Ok, since I view 17 year old Cristian as responsible for everything I hate about my life, I'm officially putting him on my enemies list. So far, my list of enemies include: My life; and 17 year old Cristian.
The other day I was also giving some thought to why I hate my life so much. And I think that I've narrowed it down to one thing; hope. It's funny I say that because 17 year old Cristian had a lot to say about hope. He even had a saying about it that he would say as often as he got the opportunity. He made it up himself and was very proud of it. It goes: Hope is a concept created by society, to maintain the premise that there is no god; and their is a god.
Often after he said it, it would inspire conversation and he would go on to explain it. He believed that the essence of hope is forward looking. Hope is about believing that tomorrow could be better than today. And at the heart of what 17 Cristian believed was that today/right now was good enough. And if we looked past the satisfying moments of right now when we aren't hungry or thirsty, where we have somewhere to sleep and aren't in mortal danger, if we looked past all of that, we will miss the glory of the universe. Because in the truest sense, there is no future or past, only a continuous series of right nows. And the more we focus on how great right now is, the more wonderful our life would seem. And for that reason, 17 year old Cristian railed against the concept of hope.

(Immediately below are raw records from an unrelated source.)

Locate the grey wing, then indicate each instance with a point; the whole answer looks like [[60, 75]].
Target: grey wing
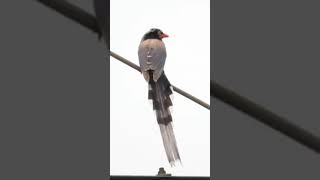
[[152, 56]]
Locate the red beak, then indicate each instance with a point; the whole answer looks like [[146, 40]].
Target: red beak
[[163, 35]]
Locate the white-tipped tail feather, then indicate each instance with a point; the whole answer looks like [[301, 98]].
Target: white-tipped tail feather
[[170, 144]]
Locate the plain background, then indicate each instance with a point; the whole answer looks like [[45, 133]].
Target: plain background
[[267, 51], [136, 146], [52, 95]]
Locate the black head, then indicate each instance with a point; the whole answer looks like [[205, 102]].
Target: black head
[[154, 34]]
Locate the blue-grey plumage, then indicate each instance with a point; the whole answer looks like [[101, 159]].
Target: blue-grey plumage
[[152, 56]]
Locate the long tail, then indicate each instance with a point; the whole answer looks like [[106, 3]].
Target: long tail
[[159, 93]]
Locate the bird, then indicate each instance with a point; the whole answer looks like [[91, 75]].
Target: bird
[[152, 56]]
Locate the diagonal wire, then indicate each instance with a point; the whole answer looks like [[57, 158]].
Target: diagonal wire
[[178, 90], [244, 105], [266, 116], [78, 15]]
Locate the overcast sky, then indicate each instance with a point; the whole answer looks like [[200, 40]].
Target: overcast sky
[[135, 141]]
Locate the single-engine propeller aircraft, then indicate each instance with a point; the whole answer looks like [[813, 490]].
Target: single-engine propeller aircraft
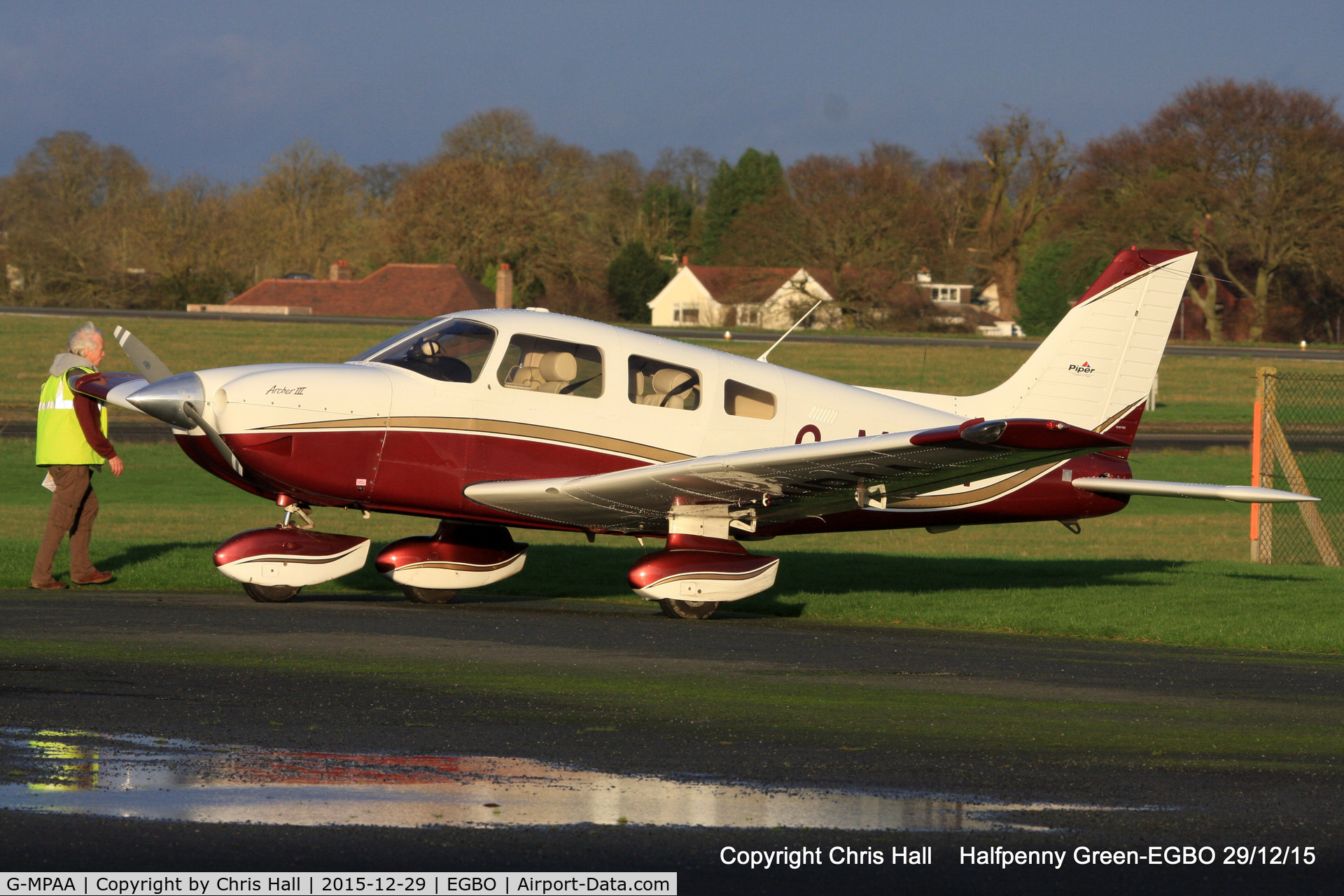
[[489, 419]]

Putting that aside, I have completely lost all hope for my life. I no longer believe that my life will get any better than what it is right now (you know, the one I hate). In fact, if I were to chart out my life for the last 5 years or so, what it would lead me to believe is that it will get progressively worse.
So if you ever wanted to know what it's like to be me, imagine waking up every morning and then thinking that today will be worse than the previous day. Now imagine what it's like for me to think about my life in a week, or a month or a year. To be quite honest, when I think of life in 3 or 4 years I become overwhelmed by how much worse it will be than the horrible today and all I could do is pray that it never comes. I pray that it will all come to a merciful conclusion as quickly as possible, yet still it lingers on like a medieval torture device.
So, that's my life. To me my life is in a permanent state of decline which in spite of my intelligence and everything else, I can't slow down, much less reverse. And for those of you who wonder what's up with me. That is what's up with me and why I so intensely hate my fucking life. Oh yeah, that plus stuff that I would never write about. Now let's all bow our heads in prayer.